Joe Biden Should Quit Stalling and Reverse Trump’s Colonial Handover of Western Sahara

Ahmed Ettanji
Eoghan Gilmartin

One of Donald Trump's last decisions in office was a squalid diplomatic deal with Morocco, granting US recognition of its occupation of Western Sahara in exchange for Moroccan recognition of Israel. Since the move, the Saharawi population has faced intense military repression — yet the Biden administration refuses to say whether it will reverse Trump's colonial handover of the territory.

A Saharawi woman holds a Sahara flag 
during the

A Sahrawi woman holds a Sahara flagduring a demonstration in Navarra denouncing the occupation of Western Sahara and the repression suffered by the Sahrawi people. (Elsa A Bravo / SOPA Images / LightRocket via Getty Images)


In Donald Trump’s final months in office he arranged a series of “diplomatic quid pro quos” through which the United Arab Emirates, Bahrain, Sudan, and Morocco established diplomatic relations with Israel.

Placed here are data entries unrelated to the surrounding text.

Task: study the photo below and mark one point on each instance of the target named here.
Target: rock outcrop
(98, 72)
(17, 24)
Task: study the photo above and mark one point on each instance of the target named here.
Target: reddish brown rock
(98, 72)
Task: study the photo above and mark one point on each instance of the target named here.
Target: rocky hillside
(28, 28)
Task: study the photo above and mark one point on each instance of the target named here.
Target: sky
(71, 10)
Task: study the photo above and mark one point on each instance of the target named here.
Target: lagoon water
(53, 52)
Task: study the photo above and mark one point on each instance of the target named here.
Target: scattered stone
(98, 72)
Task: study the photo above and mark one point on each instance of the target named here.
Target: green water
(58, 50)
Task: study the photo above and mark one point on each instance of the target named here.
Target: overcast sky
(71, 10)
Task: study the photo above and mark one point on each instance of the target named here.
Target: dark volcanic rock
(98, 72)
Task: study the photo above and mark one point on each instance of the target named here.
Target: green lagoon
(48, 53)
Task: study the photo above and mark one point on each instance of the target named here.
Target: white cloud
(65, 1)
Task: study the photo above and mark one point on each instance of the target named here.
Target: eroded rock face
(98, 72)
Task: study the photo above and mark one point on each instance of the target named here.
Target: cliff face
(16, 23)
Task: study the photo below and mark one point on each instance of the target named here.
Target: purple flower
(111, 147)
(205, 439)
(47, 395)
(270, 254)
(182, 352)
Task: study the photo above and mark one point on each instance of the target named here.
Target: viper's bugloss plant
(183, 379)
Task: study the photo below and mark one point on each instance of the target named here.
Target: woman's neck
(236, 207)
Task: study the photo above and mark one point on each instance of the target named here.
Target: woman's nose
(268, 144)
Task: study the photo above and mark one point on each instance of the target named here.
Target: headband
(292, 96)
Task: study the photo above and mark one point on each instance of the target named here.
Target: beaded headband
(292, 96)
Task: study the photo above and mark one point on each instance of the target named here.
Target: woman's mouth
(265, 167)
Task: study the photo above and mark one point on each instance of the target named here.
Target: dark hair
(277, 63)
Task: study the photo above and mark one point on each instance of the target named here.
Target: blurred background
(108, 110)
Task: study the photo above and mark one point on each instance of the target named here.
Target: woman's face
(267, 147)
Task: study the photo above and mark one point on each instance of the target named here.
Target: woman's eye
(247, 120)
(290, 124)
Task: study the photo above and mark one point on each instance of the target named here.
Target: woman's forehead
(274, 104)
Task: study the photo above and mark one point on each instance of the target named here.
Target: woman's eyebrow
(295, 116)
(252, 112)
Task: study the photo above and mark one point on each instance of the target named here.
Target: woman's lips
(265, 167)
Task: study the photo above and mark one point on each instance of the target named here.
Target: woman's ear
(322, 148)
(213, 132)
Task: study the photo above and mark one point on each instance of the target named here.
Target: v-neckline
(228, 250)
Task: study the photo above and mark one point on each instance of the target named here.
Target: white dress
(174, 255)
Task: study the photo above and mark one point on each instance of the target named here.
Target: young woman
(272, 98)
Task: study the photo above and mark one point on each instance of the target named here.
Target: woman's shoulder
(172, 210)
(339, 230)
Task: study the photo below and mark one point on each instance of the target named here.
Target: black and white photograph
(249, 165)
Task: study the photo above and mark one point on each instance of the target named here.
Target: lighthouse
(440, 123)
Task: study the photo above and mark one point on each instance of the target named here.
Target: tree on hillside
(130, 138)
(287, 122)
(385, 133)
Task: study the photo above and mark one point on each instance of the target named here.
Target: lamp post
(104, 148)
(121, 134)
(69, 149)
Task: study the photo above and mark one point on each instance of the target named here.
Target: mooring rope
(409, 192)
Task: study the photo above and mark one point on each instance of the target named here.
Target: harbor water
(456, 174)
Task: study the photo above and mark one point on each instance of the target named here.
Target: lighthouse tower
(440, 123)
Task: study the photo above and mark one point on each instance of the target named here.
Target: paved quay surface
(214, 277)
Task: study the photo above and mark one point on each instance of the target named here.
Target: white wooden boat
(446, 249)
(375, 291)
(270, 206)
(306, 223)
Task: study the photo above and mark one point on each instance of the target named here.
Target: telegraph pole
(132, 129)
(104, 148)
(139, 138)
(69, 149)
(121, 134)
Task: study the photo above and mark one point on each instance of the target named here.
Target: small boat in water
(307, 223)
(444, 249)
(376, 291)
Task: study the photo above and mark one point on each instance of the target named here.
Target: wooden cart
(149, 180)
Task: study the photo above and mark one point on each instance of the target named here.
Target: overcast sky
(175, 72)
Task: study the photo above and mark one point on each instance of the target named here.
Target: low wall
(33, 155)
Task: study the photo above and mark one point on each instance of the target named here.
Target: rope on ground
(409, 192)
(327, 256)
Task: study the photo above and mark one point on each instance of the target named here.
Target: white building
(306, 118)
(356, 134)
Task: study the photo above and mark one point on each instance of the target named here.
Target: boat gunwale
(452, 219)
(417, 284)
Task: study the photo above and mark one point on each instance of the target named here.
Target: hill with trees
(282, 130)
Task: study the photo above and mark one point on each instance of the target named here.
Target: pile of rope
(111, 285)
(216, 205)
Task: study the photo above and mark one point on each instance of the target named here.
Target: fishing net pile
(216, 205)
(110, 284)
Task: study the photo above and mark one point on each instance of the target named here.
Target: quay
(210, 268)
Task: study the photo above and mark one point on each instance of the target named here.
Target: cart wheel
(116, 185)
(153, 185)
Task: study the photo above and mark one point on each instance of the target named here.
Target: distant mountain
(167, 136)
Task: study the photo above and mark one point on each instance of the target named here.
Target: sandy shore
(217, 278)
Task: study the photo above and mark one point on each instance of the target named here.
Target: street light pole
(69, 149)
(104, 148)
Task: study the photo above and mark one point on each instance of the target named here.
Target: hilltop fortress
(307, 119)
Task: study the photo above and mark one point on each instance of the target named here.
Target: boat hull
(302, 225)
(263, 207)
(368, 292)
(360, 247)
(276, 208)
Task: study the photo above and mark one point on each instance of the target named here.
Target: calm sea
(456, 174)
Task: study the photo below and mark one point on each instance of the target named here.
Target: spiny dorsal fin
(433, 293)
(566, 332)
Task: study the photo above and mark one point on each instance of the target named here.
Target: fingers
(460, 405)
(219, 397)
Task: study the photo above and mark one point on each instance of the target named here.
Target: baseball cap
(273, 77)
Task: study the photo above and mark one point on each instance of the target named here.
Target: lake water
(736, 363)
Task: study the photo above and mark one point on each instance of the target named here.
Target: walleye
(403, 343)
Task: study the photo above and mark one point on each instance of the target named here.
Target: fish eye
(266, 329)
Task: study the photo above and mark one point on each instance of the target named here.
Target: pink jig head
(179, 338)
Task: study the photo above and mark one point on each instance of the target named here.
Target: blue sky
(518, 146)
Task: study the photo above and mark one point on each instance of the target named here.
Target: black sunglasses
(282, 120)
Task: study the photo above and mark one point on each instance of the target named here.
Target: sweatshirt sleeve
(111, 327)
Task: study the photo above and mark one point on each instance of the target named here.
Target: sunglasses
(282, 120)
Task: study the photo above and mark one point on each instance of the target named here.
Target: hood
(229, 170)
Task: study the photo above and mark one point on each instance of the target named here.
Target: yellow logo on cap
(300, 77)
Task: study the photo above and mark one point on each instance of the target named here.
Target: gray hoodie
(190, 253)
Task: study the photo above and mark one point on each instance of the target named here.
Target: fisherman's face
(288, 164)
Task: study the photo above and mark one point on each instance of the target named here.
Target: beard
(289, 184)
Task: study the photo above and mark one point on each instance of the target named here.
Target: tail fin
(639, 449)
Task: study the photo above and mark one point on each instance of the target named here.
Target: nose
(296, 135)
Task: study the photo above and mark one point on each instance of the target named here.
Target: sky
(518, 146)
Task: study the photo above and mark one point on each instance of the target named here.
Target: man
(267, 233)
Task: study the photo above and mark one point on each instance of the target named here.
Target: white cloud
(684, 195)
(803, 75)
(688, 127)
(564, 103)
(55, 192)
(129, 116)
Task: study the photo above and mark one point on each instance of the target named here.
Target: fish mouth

The United States agreed to sell F35 fighter jets and state-of-the-art drone technology worth $23 billion to UAE while Sudan saw itself removed from the list of states sponsoring terrorism.

Most controversially the United States also became the first major power in the world to recognize Morocco’s sovereignty over the illegally annexed Western Sahara — a move which flies in the face of numerous UN resolutions and a ruling from the International Court of Justice. Yet since taking up his post in January, Secretary of State Antony Blinken has refused to be drawn on whether the new administration will reverse Trump’s decision.

Covering an area the size of Britain, Western Sahara is Africa’s last colony — that is, what the United Nations designates as a “non-self-governing territory.” The Saharawi people were denied independence in 1975 after former colonial power Spain reneged on its promise of a referendum on the country’s future status, instead signing the tripartite Pact of Madrid (backed by the United States but with no basis under international law) which carved up the territory between Morocco and Mauritania.